Three other journalists, Britons Sue Turton and Dominic Kane and Dutch reporter Rena Netjes, were sentenced to 10 years' jail in absentia.
Australia is lodging protests directly with Egyptian President Abdel-fattah al-Sisi and Cairo's ambassadors have been summoned to meetings with foreign ministers in Canberra, Britain and the Netherlands.
The United States has called on Egypt to pardon the trio or commute their sentences and release the men immediately.
US Secretary of State John Kerry described the convictions as "chilling and draconian", lacking many fundamental norms of due process and a deeply disturbing setback to Egypt's transition after the ousting of former President Mohamed Morsi last year.
British Foreign Secretary William Hague said the sentences were "unacceptable".
But Egypt's Foreign Ministry said it strongly rejected "any comment from a foreign party that casts doubt on the independence of the Egyptian judiciary and the justice of its verdicts".
In Brisbane yesterday, Greste's parents, Juris and Lois, said they would talk with all other groups and institutions and parties involved to determine their legal options.
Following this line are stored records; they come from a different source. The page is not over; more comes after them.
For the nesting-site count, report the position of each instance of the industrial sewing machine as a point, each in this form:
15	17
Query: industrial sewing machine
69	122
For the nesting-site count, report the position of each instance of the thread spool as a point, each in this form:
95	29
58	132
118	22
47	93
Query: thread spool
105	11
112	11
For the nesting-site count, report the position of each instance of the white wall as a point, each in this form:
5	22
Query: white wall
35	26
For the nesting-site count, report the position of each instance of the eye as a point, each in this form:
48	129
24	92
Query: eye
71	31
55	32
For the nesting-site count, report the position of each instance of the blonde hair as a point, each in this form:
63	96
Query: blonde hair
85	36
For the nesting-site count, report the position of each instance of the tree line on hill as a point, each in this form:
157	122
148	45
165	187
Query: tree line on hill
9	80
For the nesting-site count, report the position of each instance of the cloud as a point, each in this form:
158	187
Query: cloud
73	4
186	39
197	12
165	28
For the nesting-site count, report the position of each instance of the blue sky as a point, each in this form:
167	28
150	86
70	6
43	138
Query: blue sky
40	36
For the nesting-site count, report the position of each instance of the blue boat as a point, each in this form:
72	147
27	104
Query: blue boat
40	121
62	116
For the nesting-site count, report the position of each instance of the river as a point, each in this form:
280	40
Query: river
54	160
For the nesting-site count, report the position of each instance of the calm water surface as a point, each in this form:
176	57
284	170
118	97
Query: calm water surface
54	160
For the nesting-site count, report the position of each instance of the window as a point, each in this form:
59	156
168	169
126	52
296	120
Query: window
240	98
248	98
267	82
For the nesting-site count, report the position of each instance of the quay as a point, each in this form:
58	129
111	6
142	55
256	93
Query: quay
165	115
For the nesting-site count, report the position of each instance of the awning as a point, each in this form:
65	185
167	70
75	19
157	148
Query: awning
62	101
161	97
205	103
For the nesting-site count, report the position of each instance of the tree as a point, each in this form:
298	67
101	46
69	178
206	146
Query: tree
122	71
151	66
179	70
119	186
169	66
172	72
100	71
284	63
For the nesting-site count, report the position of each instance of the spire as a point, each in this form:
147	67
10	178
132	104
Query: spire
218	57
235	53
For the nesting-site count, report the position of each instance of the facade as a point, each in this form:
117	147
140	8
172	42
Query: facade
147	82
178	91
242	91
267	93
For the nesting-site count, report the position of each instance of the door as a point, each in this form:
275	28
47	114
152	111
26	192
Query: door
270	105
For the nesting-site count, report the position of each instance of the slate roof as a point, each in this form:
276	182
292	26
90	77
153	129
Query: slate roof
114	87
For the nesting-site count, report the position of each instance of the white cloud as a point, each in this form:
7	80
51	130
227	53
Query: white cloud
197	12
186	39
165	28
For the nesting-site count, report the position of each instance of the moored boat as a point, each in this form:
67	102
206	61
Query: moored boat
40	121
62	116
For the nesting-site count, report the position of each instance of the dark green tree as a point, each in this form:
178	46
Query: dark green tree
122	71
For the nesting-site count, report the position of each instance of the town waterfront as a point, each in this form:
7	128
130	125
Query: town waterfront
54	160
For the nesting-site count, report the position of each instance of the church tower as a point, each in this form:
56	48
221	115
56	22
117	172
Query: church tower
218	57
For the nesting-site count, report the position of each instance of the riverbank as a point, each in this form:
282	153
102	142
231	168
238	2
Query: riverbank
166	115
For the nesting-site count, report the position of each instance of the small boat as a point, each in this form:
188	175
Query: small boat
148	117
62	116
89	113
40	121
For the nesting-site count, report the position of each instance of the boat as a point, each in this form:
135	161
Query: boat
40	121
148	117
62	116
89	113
An appeal is being considered.
"We have to fight for Peter and we have to fight for his other two colleagues and for the cause of media freedom," Juris Greste said.
He said his son was an award-winning journalist and not a criminal, and the news had been a devastating "slap in the face and a kick in the groin to Australia and all fair-minded people".
Lois Greste said Peter was a very strong person: "This will be a hard time for him, but I know that he will get through it."
Outside the court Greste's two brothers were shattered.
"This is terribly devastating." Michael Greste told reporters. "I am stunned, dumbstruck."
Greste and his colleagues appear to have been caught in the political maelstrom unleashed when Morsi was ejected by a coup d'etat led by Sisi, then chief of the armed forces.
He began a brutal clampdown on the Muslim Brotherhood which backed Morsi, detaining tens of thousands and last week sentencing more than 180 of its leaders to death.
Sisi has also targeted the media, detaining more than 60 in the past year and focusing heavily on Al Jazeera, which is funded by the Gulf state of Qatar.
Cairo claims Qatar has been backing the Muslim Brotherhood. During Greste's trial prosecutors likened the relationship between Qatar and Al Jazeera to "an alliance with the devil".
Although "deeply dismayed and appalled" by Greste's conviction and the severity of the sentence, Australia is taking a measured public response in a bid to achieve an early release.
"What we don't want to do is engage in unhelpful megaphone diplomacy because that won't do Peter Greste any good," Prime Minister Tony Abbott said yesterday.
"The Egyptian court system does work at arm's length from the Government, but I do understand that once the court system has done its work then there are options for presidential acts, presidential clemency, presidential pardons and so on."
Labor said it would work with the Government and distanced itself from calls by the Greens for tough action.
"I think what will help [Greste] most is continued strong diplomatic representations to the Egyptian Government, using everything at our disposal," shadow foreign affairs minister Tanya Plibersek said.